In Formulas 1 to 3, R 2 is a hydrogen atom or an alkyl group having 1 to 6 carbon atoms, and R 3 is alkylene having 1 to 6 carbon atoms. The method of claim 1,
Examples of the reactive silyl group-containing polymerizable monomer include vinyltrimethoxysilane, vinyltriethoxysilane, vinyltris (β-methoxyethoxy) silane, methylvinyldimethoxysilane, and β- (meta) acryloxyethyl Trimethoxysilane, β- (meth) acryloxyethyltriethoxysilane, γ- (meth) acryloxypropyltrimethoxysilane, γ- (meth) acryloxypropyltriethoxysilane, γ- (meth) acryl From the group consisting of oxypropylmethyldimethoxysilane, γ- (meth) acryloxypropyldimethylmethoxysilane, γ- (meth) acryloxypropylmethyldiethoxysilane, and γ- (meth) acryloxypropyldimethylethoxysilane Thermosetting overcoat resin composition, characterized in that at least one selected.
The method of claim 1,
The copolymer is a thermosetting overcoat comprising 5 to 50% by weight of an acid-generating ethylenically unsaturated monomer, 10 to 90% by weight of an epoxy group-containing ethylenically unsaturated monomer, and 5 to 60% by weight of a reactive silyl group-containing polymerizable monomer. Resin composition.
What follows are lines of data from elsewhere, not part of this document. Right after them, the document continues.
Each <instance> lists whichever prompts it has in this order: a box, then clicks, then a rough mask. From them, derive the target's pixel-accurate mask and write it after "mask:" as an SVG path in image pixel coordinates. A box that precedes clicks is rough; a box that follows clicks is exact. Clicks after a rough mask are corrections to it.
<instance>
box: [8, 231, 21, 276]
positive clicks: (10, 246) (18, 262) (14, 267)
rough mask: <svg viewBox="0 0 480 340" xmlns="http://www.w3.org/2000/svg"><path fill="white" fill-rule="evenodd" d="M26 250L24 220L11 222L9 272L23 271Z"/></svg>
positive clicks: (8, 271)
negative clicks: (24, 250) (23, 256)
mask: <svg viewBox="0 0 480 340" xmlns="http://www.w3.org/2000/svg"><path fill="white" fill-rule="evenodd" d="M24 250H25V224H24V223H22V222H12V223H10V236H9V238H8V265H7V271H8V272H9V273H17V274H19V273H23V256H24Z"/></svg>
The method of claim 1,
The copolymer may further comprise aliphatic or aromatic (meth) acrylates; Caprolactone modified (meth) acrylates; Acrylates having a hydroxyl group; Vinyl aromatic monomers; A thermosetting overcoat resin composition comprising at least one member selected from the group consisting of conjugated diene monomers. The method of claim 1,
Thermopolymer overcoat resin composition, characterized in that the weight average molecular weight of the copolymer is 2,000 ~ 100,000. The method of claim 1,
The hydroxyl-containing epoxy resin consists of a bisphenol type epoxy resin, a novolak type epoxy resin, a glycidyl ester type epoxy resin, a glycidyl amine type epoxy resin, a linear aliphatic epoxy resin, an alicyclic epoxy resin, and a biphenyl type epoxy resin. A thermosetting overcoat resin composition, characterized in that at least one member selected from the group. The method of claim 1,
The alkoxy silane is tetramethoxysilane, tetraethoxysilane, tetrapropoxysilane, tetraisopropoxysilane, tetrabutoxysilane, methyltrimethoxysilane, methyltriethoxysilane, methyltripropoxysilane, methyltri Butoxysilane, ethyltrimethoxysilane, ethyltriethoxysilane, n-propyltrimethoxysilane, n-propyltriethoxysilane, isopropyltrimethoxysilane, isopropyltriethoxysilane, vinyltrimethoxy Silane, vinyltriethoxysilane, 3-glycidoxypropyltrimethoxysilane, 3-glycidoxypropyltriethoxysilane, 3-mercaptopropyltrimethoxysilane, 3-mercaptopropyltriethoxysilane, Phenyltrimethoxysilane, phenyltriethoxysilane, 3,4-epoxycyclohexylethyltrimethoxysilane, 3,4-epoxycyclohexylethyltriethoxysilane, and partial condensates thereof 1 or more types It is a thermosetting overcoat resin composition characterized by the above-mentioned. The method of claim 1,
The thermosetting overcoat resin composition further comprises at least one additive selected from the group consisting of a polyfunctional monomer having an ethylenically unsaturated bond, an adhesion aid, a surfactant, and a thermal polymerization inhibitor. An overcoat film prepared from the thermosetting overcoat resin composition of claim 1. The color filter for liquid crystal display elements containing the overcoat film | membrane manufactured from the thermosetting overcoat resin composition of Claim 1. A liquid crystal display device comprising the color filter of claim 15.